Currently we view CLL as a disease with a balance between cells in the blood and cells in the lymphoid organs. The former are primarily mature-looking small lymphocytes resistant to apoptosis (programmed cell death), whereas the latter are composed of lymphocytes that undergo either proliferation or apoptosis according to the environment.
The varying clinical outcome of CLL patients is dictated, at least in part, by the nature of these microenvironmental signals and interactions that can promote or impair accumulation of genetic alterations. Detailed immunophenotypic and genetic analyses of different neoplastic clones have led to the identification of a number of molecular markers, some of which are gaining relevance in clinical practice to predict disease outcome. Cell surface CD38 is one of these markers. It is generally accepted that CD38+ patients will have a shorter progression-free interval, require earlier and more frequent treatments, and ultimately die sooner.

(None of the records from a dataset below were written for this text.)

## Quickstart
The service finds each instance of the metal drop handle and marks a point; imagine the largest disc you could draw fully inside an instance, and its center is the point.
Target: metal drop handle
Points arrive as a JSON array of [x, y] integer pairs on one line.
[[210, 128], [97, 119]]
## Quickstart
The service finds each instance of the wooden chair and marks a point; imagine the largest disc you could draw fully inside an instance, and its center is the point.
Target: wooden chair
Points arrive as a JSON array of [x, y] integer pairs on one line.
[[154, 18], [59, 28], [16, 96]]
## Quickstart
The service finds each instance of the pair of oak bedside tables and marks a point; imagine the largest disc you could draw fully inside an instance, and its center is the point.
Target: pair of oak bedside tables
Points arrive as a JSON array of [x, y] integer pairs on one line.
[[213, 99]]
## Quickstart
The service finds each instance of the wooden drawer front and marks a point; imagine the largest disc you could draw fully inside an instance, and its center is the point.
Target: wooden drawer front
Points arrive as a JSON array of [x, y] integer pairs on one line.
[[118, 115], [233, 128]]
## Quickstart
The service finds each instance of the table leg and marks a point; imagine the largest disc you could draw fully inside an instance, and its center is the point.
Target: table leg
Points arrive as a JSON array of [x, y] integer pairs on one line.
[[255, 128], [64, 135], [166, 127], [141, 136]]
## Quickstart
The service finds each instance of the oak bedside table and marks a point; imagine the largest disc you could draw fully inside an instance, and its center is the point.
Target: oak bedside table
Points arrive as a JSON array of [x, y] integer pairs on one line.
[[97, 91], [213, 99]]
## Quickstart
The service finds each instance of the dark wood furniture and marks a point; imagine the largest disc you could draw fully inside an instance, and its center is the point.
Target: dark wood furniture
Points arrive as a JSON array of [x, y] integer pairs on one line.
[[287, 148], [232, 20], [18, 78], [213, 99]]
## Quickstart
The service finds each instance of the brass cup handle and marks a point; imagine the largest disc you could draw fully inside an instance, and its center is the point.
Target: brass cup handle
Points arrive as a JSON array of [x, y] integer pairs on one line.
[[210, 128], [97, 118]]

The most obvious explanation for the ill-effect of CD38 expression is that it reflects events occurring inside the cell. Indeed, the percentage of CD38+ cells within a leukemic clone was originally described as one of two independent indicators (along with IGHV gene mutations) of clinical outcome in CLL. Because both indicators marked somewhat overlapping populations, a link with IGHV mutation status, signals mediated by B-cell receptor (BCR), and CD38 was proposed but these two parameters are not obligatorily linked: and an alternative (and not mutually exclusive) hypothesis is that the presence of cell surface CD38 provides a bridge to the environment, shifting the balance between survival/proliferation and apoptosis in favor of the former. Evidence sustaining this idea has been collected over the past decade and has contributed to the formulation of the current concept of CLL as a chronic disease in which the patient physiologically provides essential elements and conditions leading to the acquisition and accumulation of genetic alterations by the leukemic cells.

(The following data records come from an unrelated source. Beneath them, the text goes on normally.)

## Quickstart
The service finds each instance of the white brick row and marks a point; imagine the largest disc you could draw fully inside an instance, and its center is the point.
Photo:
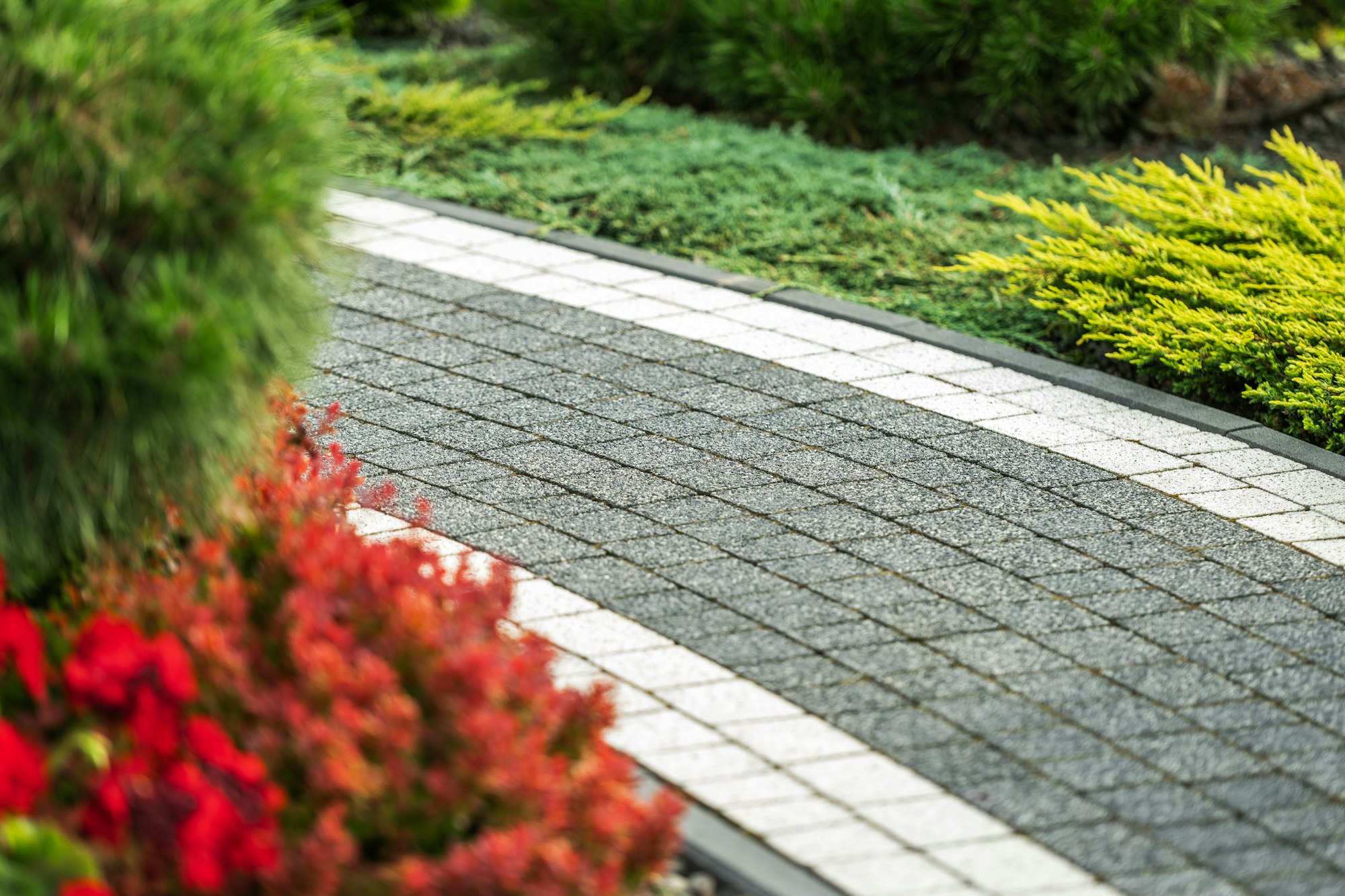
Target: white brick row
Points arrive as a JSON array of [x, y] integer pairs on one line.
[[1268, 493], [861, 821]]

These changes begin at a preneoplastic stage (ie, monoclonal B-cell lymphocytosis), or possibly even before, and continue to occur in a clone that progresses to a full-fledged CLL. This scheme accommodates the existence of structures that provide replicating and surviving signals to B cells on their way to neoplastic transformation. A key element in this view is that leukemic B cells can and do proliferate, with division taking place not in the blood, but primarily in specialized morphologically discrete structures of lymph nodes (LN) and bone marrow (BM) known as proliferation centers (PCs).
Different sets of molecules may have different roles and confer at times the ability to localize in privileged sites, to receive signals from the external environment, to undergo apoptosis, or to modify surrounding cells. In this context, evidence so far uncovered on the role of CD38 expression provides new depth and relevance about the regulation of the social life of the neoplastic B cell. In future articles the authors will explore the available evidence providing a mechanistic link between CD38 expression and CLL progression.